Intro: The basis for this study is on the coccobacillus, gram-negative bacterium Paraburkholderia unamae. This species of bacteria is within the monophyletic group Paraburkholderia, signifying its characteristic of being nonpathogenic. P. unamae is known for its ability to fix atmospheric nitrogen gas in a symbiotic relationship with plants, and can be found in sugarcane, coffee, and maize plants (Caballero-Mellado et al., 2004). Objective: The goal of this project was to mutate P. unamae by disrupting genes that regulate EPS (exopolysaccharide) production and motility. This was done through the transposable element Tn5-RL27. Methods: Colonies of Escherichia coli carrying Tn5-RL27 were conjugated with P. unamae. Selection and screening took place to narrow down mutants of interest. Genomic DNA of P. unamae carrying the Tn5 insertion was isolated and digested. Ligation product of digested samples were then transformed into competent E. coli. The plasmids were then isolated and sequenced to determine the location of Tn5 insertion. Results: The mutants produced were AS A-12 and NY 1.36: both demonstrated overexpression of EPS and a reduction in motility.
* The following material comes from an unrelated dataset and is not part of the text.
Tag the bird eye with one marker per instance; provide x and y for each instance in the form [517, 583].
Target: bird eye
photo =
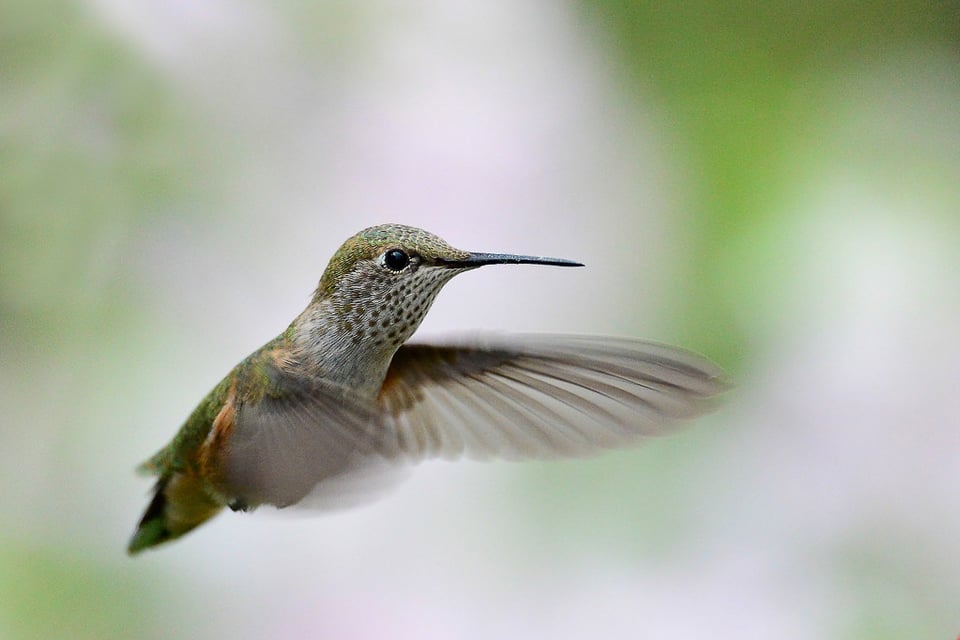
[396, 260]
The reduction in motility was a 70% and 60.8% decrease for AS A-12 and NY 1.36, respectively. The AS A-12 mutant had a disruption in the gene ATP-dependent proteinase, coding for intracellular proteolysis while NY 1.36 mutant had a disruption in a gene known as S-formylglutathione hydrolase FrmB whose gene product is involved in formaldehyde detoxification. Conclusion: Both genes affected are involved in EPS production and motility for P. unamae.